The Secret Jewish History Of General Tso’s Chicken
There are two hidden truths about China’s General Tso, whose ill-advised military incursion into Japan put the miso in misogyny and the saké into “for heaven’s sake.
The first is that he had a speech impediment. The second is that he was a coward. This latter character flaw was resented by the rank and file, who would regale him with cries of, “General Tso’s chicken.”
In response, the general ordered his cooks to prepare a dish that would be both cheap and popular.
After 23 experiments, the cooks settled on a honeyed, fried concoction with diced fowl. When they set up camp and soldiers began to shout abuse at the leaders, the response from the mess tent was to bring out, #24, General Tso’s chicken.
This would be an odd, if unremarkable episode in world history if it didn’t intersect with Jewish history in the person of the general himself. Born Abraham Tsorowitz to a Jewish trading family in Vladivostok, the communal shame at the Jewish roots of China’s cowardly general, is reflected in the Yiddish word that greets such problems, “tsores.”

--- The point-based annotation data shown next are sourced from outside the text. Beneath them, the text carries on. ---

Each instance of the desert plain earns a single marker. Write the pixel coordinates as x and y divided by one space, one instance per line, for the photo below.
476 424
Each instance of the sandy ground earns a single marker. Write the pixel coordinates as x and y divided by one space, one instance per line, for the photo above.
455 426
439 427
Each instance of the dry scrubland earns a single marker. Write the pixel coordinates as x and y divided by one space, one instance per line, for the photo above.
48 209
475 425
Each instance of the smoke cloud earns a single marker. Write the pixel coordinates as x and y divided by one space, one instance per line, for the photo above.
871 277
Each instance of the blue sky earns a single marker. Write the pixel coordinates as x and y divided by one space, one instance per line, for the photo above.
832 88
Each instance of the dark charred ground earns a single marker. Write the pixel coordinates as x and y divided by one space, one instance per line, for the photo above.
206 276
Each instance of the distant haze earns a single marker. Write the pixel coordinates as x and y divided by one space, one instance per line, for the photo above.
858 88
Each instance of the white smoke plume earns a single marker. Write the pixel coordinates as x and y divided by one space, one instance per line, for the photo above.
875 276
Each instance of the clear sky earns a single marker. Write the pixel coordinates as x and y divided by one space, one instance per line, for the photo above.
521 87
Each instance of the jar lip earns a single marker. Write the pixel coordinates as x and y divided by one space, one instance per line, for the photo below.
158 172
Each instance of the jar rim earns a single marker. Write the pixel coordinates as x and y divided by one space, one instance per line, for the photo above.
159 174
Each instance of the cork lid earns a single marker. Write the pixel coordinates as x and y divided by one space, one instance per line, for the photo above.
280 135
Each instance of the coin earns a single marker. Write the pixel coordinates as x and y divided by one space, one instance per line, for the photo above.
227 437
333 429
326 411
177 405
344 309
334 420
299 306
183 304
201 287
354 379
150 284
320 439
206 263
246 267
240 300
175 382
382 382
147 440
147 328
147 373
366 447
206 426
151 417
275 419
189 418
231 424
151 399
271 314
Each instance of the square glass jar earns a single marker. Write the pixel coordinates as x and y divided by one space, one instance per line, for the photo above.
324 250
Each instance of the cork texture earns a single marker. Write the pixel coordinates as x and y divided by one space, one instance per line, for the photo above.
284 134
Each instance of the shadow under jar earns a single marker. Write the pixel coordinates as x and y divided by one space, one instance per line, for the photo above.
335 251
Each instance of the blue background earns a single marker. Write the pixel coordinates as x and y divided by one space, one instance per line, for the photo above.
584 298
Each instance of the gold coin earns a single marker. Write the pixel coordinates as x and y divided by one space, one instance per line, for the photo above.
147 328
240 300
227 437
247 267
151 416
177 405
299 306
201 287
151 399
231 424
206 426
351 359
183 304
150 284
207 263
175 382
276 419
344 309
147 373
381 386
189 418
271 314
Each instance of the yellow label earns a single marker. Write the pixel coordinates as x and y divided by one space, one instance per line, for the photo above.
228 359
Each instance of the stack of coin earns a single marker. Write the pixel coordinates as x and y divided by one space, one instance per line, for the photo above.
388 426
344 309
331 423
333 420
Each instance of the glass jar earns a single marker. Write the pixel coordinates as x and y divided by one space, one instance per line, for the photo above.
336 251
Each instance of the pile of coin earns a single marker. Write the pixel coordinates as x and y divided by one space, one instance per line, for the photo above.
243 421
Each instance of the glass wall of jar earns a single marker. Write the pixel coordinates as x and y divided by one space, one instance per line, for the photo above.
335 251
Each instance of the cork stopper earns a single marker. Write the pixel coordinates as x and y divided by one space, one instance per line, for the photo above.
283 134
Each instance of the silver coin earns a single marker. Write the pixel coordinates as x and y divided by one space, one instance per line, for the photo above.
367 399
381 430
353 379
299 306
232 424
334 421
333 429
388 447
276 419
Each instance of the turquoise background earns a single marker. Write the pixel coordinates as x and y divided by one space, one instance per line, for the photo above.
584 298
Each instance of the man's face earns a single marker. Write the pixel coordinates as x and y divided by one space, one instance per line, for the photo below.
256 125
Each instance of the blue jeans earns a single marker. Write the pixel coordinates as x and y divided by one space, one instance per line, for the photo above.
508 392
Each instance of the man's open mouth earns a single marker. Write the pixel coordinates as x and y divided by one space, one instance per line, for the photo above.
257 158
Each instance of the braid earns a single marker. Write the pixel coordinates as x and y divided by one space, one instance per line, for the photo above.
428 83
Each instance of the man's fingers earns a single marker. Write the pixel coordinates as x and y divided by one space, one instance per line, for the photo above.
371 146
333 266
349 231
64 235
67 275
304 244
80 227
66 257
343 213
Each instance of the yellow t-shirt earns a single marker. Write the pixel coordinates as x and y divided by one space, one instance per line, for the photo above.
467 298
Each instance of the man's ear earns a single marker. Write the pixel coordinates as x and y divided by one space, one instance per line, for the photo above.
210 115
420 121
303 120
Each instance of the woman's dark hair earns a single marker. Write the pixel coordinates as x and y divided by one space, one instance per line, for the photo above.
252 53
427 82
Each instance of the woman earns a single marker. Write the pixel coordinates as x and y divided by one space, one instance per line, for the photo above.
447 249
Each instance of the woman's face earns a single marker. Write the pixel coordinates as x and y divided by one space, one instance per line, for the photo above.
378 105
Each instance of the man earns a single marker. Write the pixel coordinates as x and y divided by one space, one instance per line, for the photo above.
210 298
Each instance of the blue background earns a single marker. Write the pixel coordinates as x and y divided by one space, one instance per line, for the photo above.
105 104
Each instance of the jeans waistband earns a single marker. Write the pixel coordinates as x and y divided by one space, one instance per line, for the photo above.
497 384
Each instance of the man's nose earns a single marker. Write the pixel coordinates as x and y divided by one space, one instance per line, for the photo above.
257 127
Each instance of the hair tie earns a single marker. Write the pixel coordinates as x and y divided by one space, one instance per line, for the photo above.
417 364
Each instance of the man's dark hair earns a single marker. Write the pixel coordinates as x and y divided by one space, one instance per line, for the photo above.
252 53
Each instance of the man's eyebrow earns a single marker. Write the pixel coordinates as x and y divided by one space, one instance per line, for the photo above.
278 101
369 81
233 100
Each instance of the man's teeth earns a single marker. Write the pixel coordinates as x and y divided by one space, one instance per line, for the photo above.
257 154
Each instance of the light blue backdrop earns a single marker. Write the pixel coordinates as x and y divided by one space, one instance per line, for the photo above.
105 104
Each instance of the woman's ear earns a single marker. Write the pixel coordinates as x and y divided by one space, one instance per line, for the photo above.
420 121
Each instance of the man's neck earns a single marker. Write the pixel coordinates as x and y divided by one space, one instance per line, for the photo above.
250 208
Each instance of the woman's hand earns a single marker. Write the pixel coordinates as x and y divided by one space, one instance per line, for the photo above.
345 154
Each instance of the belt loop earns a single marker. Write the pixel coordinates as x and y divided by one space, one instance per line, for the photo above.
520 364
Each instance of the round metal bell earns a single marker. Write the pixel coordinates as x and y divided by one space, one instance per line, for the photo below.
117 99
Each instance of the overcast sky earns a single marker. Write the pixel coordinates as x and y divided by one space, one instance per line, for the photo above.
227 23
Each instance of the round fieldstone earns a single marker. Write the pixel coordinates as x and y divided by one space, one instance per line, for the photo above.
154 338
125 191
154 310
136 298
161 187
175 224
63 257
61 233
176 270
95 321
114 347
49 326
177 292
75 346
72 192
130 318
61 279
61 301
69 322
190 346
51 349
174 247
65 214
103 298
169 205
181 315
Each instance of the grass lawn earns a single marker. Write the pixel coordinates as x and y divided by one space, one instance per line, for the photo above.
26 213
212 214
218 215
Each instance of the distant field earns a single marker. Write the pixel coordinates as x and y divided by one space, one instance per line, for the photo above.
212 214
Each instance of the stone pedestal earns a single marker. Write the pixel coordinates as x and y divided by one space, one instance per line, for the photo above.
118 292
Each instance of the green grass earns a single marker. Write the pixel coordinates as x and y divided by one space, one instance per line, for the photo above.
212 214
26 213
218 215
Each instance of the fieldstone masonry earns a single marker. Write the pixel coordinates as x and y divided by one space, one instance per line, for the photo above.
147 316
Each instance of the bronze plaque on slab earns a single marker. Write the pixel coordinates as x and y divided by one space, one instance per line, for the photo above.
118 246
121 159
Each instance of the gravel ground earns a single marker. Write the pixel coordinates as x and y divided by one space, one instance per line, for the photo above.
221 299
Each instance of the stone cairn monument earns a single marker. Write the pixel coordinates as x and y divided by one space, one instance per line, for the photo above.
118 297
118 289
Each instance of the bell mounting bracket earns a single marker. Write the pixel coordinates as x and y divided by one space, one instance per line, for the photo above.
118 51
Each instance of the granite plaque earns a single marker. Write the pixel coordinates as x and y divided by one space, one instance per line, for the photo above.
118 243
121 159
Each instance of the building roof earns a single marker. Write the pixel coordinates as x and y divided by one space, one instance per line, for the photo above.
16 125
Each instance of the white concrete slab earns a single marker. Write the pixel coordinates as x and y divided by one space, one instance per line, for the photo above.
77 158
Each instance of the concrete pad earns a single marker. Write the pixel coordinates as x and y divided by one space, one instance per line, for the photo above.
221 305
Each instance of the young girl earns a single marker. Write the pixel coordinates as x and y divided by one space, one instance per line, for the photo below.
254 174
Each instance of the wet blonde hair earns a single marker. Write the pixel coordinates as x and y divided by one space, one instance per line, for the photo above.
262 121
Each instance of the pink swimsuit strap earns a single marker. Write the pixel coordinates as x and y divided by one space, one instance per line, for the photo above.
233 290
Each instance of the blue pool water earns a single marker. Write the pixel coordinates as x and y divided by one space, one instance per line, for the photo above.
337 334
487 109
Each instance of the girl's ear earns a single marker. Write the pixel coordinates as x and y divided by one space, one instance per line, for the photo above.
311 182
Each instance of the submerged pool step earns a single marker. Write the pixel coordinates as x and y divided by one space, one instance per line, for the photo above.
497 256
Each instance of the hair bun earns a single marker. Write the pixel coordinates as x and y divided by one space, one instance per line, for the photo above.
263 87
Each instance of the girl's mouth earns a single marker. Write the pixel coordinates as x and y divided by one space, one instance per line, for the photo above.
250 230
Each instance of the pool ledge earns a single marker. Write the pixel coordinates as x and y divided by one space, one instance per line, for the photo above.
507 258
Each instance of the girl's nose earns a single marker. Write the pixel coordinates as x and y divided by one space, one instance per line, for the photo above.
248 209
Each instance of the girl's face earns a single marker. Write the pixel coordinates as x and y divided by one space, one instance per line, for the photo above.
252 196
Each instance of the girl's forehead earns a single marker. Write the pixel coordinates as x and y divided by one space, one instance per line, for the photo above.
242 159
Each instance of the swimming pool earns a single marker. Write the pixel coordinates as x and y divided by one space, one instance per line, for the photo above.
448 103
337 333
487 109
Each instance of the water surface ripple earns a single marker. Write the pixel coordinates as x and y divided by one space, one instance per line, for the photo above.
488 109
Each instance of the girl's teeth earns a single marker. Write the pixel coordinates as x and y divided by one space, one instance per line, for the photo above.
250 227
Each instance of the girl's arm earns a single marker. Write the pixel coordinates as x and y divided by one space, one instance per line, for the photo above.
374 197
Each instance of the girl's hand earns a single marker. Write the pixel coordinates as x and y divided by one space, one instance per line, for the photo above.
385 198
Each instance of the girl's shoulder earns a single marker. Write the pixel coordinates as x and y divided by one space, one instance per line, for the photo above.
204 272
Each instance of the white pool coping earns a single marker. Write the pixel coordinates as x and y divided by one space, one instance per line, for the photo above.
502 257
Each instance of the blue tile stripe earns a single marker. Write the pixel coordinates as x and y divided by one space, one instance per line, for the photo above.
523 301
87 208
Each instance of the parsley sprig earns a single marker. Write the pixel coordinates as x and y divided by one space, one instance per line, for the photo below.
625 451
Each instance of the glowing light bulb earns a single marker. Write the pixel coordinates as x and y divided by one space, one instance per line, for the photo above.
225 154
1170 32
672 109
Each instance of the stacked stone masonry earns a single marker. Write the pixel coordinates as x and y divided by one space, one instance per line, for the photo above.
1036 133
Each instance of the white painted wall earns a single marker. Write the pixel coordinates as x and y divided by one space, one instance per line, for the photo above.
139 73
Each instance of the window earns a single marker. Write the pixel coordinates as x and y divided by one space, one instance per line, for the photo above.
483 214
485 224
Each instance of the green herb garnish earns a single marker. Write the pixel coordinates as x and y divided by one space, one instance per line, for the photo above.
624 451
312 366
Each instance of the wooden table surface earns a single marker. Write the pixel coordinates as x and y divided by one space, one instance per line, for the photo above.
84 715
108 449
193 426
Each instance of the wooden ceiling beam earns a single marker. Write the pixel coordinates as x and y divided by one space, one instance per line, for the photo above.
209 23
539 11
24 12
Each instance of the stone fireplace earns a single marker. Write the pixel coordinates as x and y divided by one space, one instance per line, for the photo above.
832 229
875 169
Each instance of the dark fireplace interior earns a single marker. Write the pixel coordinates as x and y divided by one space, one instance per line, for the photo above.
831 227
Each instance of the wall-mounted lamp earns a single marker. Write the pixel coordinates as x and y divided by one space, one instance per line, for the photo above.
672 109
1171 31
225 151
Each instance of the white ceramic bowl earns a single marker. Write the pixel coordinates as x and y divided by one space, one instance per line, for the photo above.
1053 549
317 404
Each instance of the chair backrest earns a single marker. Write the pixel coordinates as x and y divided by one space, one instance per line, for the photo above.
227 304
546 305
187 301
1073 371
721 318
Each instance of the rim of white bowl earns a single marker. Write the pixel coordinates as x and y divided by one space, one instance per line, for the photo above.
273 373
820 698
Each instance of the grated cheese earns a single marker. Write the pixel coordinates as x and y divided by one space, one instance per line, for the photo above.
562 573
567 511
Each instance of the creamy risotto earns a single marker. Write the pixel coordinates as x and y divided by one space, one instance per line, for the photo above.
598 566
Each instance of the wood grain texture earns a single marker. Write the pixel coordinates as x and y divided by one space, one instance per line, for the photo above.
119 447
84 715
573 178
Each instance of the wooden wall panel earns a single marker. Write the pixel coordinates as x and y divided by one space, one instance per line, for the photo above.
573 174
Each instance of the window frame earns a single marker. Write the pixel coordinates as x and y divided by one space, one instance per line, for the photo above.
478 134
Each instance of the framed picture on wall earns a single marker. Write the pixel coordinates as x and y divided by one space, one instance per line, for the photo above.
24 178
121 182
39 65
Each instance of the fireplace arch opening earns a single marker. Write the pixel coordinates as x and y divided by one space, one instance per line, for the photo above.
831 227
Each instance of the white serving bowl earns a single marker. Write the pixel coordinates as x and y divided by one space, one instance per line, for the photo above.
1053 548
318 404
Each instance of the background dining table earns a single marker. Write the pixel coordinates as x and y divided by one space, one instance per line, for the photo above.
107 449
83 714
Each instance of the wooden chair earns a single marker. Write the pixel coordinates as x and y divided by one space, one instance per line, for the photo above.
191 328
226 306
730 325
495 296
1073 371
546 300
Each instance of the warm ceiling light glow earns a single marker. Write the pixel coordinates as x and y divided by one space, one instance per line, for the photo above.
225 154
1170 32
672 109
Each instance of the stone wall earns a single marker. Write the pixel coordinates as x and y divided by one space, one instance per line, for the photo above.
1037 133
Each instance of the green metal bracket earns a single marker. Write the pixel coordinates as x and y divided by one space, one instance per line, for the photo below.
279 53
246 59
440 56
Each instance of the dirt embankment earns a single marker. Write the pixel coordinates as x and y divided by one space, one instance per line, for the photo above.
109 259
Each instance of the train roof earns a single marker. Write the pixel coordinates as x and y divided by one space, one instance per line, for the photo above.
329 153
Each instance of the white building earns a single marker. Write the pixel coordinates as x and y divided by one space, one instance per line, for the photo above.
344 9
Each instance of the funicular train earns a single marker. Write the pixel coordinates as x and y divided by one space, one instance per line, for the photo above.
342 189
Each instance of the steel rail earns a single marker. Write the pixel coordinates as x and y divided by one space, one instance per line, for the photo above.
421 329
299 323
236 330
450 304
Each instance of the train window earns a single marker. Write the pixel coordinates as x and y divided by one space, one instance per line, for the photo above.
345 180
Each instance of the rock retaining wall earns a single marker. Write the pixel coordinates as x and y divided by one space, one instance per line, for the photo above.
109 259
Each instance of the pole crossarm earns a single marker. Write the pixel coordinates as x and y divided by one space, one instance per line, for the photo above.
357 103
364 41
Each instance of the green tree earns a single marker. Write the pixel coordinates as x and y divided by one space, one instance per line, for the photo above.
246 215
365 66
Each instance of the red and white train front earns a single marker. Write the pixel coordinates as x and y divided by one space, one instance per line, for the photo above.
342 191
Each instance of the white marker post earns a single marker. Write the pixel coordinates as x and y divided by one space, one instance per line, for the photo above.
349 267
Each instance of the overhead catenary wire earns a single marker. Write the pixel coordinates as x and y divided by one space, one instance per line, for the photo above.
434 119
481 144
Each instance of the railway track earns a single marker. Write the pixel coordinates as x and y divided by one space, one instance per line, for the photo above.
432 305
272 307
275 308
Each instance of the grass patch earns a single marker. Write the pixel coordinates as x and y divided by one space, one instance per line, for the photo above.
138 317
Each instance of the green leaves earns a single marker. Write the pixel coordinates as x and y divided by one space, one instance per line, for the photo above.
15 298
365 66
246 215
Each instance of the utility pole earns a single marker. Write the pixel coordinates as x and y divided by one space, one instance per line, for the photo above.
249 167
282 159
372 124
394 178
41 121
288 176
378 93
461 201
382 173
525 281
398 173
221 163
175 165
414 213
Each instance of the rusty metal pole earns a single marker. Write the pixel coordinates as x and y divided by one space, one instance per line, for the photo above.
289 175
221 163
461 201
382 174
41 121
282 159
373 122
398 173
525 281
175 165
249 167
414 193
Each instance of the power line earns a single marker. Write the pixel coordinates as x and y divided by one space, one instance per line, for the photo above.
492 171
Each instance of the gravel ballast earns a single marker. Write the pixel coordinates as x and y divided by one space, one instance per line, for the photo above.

The Tsorowitz family were one of the few groups of Russian Jewish emigres to go East rather than West. Some people say that they went to the east coast for the business opportunities but others dispute that motivation. Abraham’s father was famous among his Vilna family for once going out to buy a beet and ending up in Moscow.
The family name comes from the town of Hořovice, though family lore would rather it came from “Tsarowitz” through illegitimate descendants of a liaison between the Tsar and a beautiful Jewish courtesan. Photos of the general who was, like his namesake dish, sweet but bland, suggest however, that he counted no beautiful courtesans among his ancestors.
After military disgrace, Tso lived his life in exile in the Kuril Islands, named for Tso’s Greek uncle, Cyril Arkipelagos. The rest of the family scattered and suffered tragically. Three cousins were killed in the Holocaust, three were killed in the Israeli war of independence and, perhaps worst of all, three cousins ended up on Long Island.
Tso’s military career ended abruptly. In response to the American telegram inquiring as to his success, the Chinese responded in English with a telegram containing the world’s least interesting palindrome.